When we started investigating, the first thing we did was build a comparison tool: pull the last 30 days of orders directly from the Shopify Admin API for a set of test shops, calculate what revenue should be, and compare against what our database stored.

The results were uncomfortable. ~6% of daily revenue figures were wrong — some over-counted, some under-counted. The errors weren't random noise. They clustered around specific patterns: shops with lots of refunds, shops using multi-currency, shops that frequently edit orders after creation.

Edge Cases Everywhere

Shopify's order model has more states than you'd think:

Partial refunds — a merchant refunds one line item out of five. Shopify fires a refunds/create event. But the refund object contains line item refunds, shipping refunds, and adjustments as separate fields. Easy to double-count or miss parts.
Order edits — Shopify added orders/edited webhooks relatively recently. Older webhook handlers don't know about this event type and silently drop it. The order's total changes but your database doesn't.
Multi-currency — Shopify presents prices in the shop's currency and the customer's currency. Refunds are issued in the customer's currency. If you convert at different times (order creation vs. refund creation), you get phantom currency gains/losses.
Timezone mismatches — Shopify timestamps are UTC. Merchants think about revenue in their local timezone. An order at 11:30pm UTC is Tuesday in Vietnam but Wednesday in New York. If you bucket by Shopify's UTC date, you'll disagree with the merchant's Shopify admin view which shows local time.
Test orders — Shopify marks some orders as test orders. They shouldn't count toward revenue. Easy to accidentally include them if you don't check the test field.
Cancelled orders with refunds — if an order is cancelled and fully refunded, should it appear in revenue at all? Shopify says yes (gross revenue minus refunds = 0). Some merchants expect it to not appear at all.

Accumulated Patches

The original reportfns code was written to handle the happy path: order comes in, add revenue. As edge cases were discovered over time, patches were applied on top. The result was something like this:

reportfns/handler.go — BEFORE (accumulated patches)

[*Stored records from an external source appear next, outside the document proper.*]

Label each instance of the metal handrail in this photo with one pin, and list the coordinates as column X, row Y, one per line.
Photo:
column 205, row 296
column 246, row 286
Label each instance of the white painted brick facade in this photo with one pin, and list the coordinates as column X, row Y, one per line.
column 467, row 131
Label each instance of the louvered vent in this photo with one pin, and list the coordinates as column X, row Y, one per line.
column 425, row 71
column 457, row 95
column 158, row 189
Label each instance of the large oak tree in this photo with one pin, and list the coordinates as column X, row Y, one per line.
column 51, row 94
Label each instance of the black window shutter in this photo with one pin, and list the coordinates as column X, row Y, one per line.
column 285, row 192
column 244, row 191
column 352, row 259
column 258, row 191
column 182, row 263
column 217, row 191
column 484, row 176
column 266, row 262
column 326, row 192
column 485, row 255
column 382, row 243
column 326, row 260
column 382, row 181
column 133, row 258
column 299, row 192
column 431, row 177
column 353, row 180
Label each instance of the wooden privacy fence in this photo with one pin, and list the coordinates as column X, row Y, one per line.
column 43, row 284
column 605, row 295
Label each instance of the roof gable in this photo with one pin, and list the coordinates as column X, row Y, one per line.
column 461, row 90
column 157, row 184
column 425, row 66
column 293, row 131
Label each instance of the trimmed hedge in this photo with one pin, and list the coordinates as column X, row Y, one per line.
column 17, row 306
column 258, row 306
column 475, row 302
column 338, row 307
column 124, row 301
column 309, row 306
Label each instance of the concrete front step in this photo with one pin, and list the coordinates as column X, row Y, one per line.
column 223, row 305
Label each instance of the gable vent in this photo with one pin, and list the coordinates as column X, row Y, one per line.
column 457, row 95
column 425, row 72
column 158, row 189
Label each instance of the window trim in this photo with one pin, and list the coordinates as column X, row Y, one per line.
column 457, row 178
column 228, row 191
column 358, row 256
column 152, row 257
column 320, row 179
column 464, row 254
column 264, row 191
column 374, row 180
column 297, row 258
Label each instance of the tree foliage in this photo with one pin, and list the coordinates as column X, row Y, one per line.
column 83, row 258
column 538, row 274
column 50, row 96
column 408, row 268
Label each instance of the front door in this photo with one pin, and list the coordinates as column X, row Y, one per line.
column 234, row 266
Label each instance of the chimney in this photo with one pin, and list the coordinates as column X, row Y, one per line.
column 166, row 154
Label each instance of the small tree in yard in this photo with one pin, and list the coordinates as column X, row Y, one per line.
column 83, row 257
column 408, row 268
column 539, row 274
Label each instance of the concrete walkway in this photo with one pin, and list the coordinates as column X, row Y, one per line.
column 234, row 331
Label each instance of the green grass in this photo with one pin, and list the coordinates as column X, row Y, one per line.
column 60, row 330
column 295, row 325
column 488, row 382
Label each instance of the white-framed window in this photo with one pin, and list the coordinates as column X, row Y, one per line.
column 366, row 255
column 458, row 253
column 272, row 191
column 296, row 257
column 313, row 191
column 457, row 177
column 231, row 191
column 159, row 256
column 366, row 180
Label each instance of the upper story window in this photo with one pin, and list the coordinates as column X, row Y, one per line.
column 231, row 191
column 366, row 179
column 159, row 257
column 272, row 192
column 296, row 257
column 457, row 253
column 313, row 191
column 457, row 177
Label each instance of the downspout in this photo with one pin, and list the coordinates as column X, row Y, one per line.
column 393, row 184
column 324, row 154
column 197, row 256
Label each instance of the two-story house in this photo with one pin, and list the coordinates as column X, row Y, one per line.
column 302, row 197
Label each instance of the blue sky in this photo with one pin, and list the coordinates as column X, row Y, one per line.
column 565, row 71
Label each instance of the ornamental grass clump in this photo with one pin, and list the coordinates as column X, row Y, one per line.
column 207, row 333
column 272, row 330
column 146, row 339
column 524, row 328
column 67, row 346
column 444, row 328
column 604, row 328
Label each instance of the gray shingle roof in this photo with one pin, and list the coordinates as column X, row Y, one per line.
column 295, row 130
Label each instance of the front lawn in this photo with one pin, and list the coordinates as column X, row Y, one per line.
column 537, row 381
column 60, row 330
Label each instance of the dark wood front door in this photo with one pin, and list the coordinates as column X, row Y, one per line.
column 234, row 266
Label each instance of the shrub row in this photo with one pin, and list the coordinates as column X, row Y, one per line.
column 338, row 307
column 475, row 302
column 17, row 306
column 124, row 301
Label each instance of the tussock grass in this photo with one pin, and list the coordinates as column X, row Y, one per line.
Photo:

func handleOrderEvent(ctx context.Context, event OrderEvent) error {
    order := event.Order

    // Original logic
    revenue := order.TotalPrice

    // Patch #1 (3 months later): subtract refunds
    if order.TotalRefunded > 0 {
        revenue -= order.TotalRefunded
    }

    // Patch #2 (5 months later): handle currency
    // TODO: this is wrong for multi-currency, fix later
    if order.Currency != shopCurrency {
        revenue = convertCurrency(revenue, order.Currency, shopCurrency)
    }

    // Patch #3 (7 months later): someone noticed test orders
    if order.Test {
        return nil
    }

    // Patch #4 (8 months later): cancelled orders
    if order.CancelledAt != nil && order.TotalRefunded >= order.TotalPrice {
        // skip? or not? unclear...
        // return nil
    }

    // Update the daily report
    return upsertDailyReport(ctx, shopID, orderDate(order), revenue)
}

Notice the commented-out return, the TODO that never got fixed, the patch applied after the currency conversion that means test orders after the currency conversion are still excluded but test orders before aren't. This code had been touched by multiple engineers over 18 months. Nobody held a full mental model of what it actually did.

Worse: each patch was applied as an incremental delta handler. There was no mechanism to go back and recalculate old data when a bug was fixed. Every fix only applied going forward. Old reports stayed wrong.

Investigation

Tracing the Discrepancy

I started by writing a diagnostic tool that compared our stored revenue against a freshly calculated figure for a given shop and date range. The approach:

Fetch all orders for the shop directly from Shopify Admin API (paginated)
Apply our revenue calculation rules to those raw orders
Compare against what MongoDB stored
Log discrepancies with the specific order IDs involved

tools/revenue_audit.go

type AuditResult struct {
    ShopID       string
    Date         time.Time
    StoredRevenue  float64
    ActualRevenue  float64
    Delta          float64
    DeltaPct       float64
    DiscrepantOrders []string
}

func auditShopRevenue(ctx context.Context, shopID string, from, to time.Time) ([]AuditResult, error) {
    // Fetch raw orders from Shopify (source of truth)
    orders, err := shopifyClient.GetOrdersInRange(ctx, shopID, from, to)
    if err != nil {
        return nil, fmt.Errorf("fetch orders for %s: %w", shopID, err)
    }

    // Group by local date (using shop's timezone)
    shop, _ := shopRepo.Get(ctx, shopID)
    loc, _ := time.LoadLocation(shop.Timezone)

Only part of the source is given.